W latach 1919 i 1920 zaczęto obserwować i notować niezwykłe zjawiska, które powtarzały się często. Krótko można by je opisać następująco: wielu ludzi spostrzegało, że Jezus zachowywał się tak, jakby był żywy i naprawdę umierał na krzyżu: poruszał oczami lub spragnionymi ustami; zmieniał się wyraz Jego Oblicza i barwa Twarzy; Ciało pokrywało się śmiertelnym potem; Krew spływała z Jezusowych Ran i spod Korony Cierniowej. Na niektórych Jezus spoglądał oczami pełnymi miłości. Inni doświadczali spojrzenia gniewu, a we wszystkich przypadkach skutki tych przeżyć posiadały znaczenie zbawienne. Bywało, że – jak podał świadek O. Gaspar de Cebrones, kapucyn - w kościele słychać było  „jeden krzyk bólu i żalu za popełnione grzechy”. Ludzie prosili i błagali o przebaczenie i miłosierdzie. Przychodzili do kościoła innowiercy, a także niewierzący. Niektórzy z ciekawości, inni, by wyszydzić głupotę wiernych, którym – jak sądzili – „coś się przywidziało”. I zdarzało się, że właśnie owi sceptycy, pod wpływem jednego, gniewnego spojrzenia Jezusa, padali na kolana wołając o litość i przebaczenie. Notowano nagłe nawrócenia, niezwykłe uzdrowienia i umocnienie wiary. 

Ks. biskup z Pinar del Rio, z Kuby, doznał łaski oglądania całego przebiegu Agonii Jezusa na Krzyżu.
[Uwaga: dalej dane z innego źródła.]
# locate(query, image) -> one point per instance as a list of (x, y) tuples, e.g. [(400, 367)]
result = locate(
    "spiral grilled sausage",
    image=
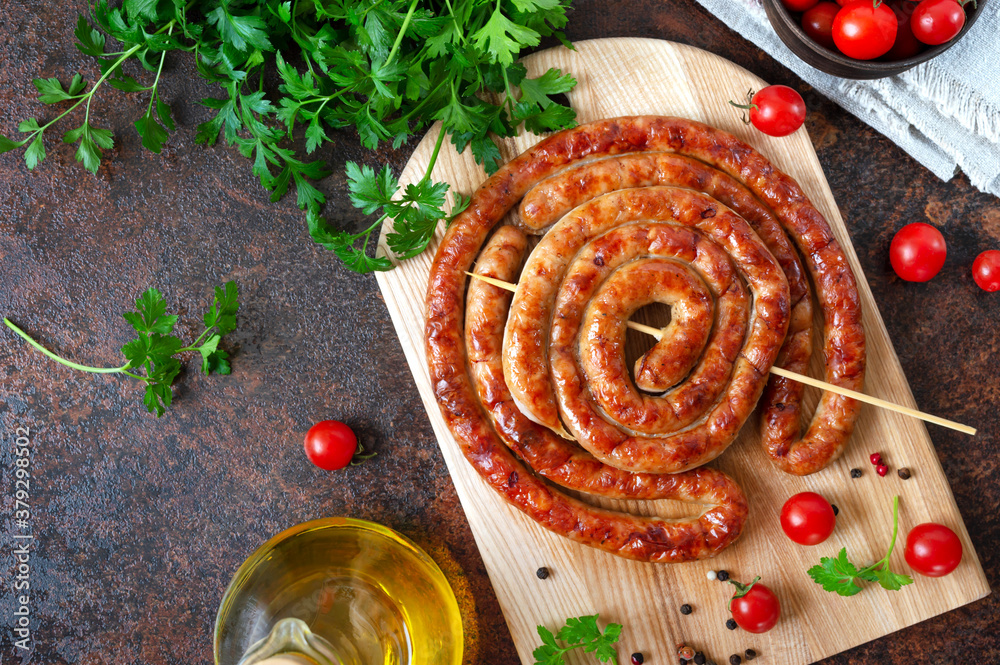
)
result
[(474, 427), (564, 463)]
Potem, po powrocie do swego kraju, w liście pasterskim rozważał te cuda Chrystusa Pana w świetle Pisma Świętego i Nauki Kościoła i uzasadnił, że nie są one ani dziełem szatana, ani oszukiwaniem ludzi. Sam głęboko przekonany, że pochodzą one od Boga, napisał: „Chrystus chce świat i ludzi przyciągnąć do siebie. Ponieważ pragnie miłości, ukazuje nam, jak cierpi, bo cierpienie i miłość pozostają w ścisłej zależności od siebie. Chrystus umarł za nas. My zaś Nim gardzimy, a świat Go prześladuje. On niweczy grzech i niszczy panowanie szatana; ratuje dusze, które piekielny złodziej Mu wykrada. Chrystus życzy sobie żalu, wiary, miłości, czystości, umartwienia, pokory i łagodności. Chrystus pragnie, abyśmy wzięli krzyż na ramiona i szli za Nim. Chrystus żąda pokuty.” (według Witryny „Vox Domini”).
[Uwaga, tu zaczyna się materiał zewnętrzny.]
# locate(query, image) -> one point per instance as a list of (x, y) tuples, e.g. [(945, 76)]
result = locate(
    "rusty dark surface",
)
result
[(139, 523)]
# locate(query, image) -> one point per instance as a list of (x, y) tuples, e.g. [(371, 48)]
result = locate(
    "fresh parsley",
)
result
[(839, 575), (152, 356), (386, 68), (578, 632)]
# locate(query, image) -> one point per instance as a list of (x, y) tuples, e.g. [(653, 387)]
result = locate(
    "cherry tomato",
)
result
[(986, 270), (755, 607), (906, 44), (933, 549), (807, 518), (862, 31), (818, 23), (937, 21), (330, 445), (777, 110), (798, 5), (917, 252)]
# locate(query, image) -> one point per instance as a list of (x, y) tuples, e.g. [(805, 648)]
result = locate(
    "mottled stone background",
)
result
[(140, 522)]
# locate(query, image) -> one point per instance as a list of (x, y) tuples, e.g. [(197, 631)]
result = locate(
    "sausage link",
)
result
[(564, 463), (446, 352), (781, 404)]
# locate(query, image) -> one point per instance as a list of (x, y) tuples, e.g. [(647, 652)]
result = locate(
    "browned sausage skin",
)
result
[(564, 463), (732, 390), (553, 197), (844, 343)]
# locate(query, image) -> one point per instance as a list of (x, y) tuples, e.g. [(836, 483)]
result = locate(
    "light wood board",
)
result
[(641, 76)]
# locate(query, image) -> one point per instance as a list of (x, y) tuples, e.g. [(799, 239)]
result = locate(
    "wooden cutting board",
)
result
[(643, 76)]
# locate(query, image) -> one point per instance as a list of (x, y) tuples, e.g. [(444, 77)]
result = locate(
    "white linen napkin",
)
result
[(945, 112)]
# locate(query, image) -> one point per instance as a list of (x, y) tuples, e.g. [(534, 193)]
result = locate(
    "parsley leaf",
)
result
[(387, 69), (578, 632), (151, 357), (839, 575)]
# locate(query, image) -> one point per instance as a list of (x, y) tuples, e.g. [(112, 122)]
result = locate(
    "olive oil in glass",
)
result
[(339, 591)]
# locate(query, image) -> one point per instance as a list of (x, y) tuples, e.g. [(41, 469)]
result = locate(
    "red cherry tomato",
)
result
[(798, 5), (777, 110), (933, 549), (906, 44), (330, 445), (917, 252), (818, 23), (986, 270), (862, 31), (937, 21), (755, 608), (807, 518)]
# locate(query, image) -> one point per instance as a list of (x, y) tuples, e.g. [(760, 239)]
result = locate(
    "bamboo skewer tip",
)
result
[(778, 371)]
Popatrzmy i my w Oblicze Konającego Odkupiciela człowieka… Może i do nas skieruje wezwanie do nawrócenia… Nie jest to łatwe, dlatego posłuchajmy zachęty Błogosławionej Marii Karłowskiej. Matka „zagubionych owieczek”, pisząc do dziewcząt, które zabłąkały się na drogach życia, mówi: „Obawa trudności i lekkomyślność nie pozwala ci może nawrócić się do Boga. Powiesz: jakże zdołam uniknąć tego lub owego grzechu? Jakże przełamać to lub owo przyzwyczajenie? Jakże zerwać z tą grzeszną okazją? Trzeba chcieć nawrócenia i powiedzieć sobie: „Wszystko mogę w tym, który mnie umacnia” /Flp 4, 10/. Teraz jeszcze czas należy do ciebie i wspomaga cię łaska Boża. /…/ Jeżeli chcesz się nawrócić rzeczywiście - o, uczyń to natychmiast, uczyń dzisiaj jeszcze! Czyżbyś wahała się nawrócić do Boga dlatego, że On jest dobry? Czy nie wiesz, że ta właśnie dobrotliwość Boga zachęcić cię ma do pokuty? /por. Rz 2,4/”. Jakże odpowiednie są te rozważania Błogosławionej, gdy stajemy u stóp Jezusowego Krzyża! Słowami Matki Marii powiedzmy: „Dzięki Ci Panie, że czas do nawrócenia zostawiłeś mi jeszcze!” (z Pism Bł. Marii Karłowskiej).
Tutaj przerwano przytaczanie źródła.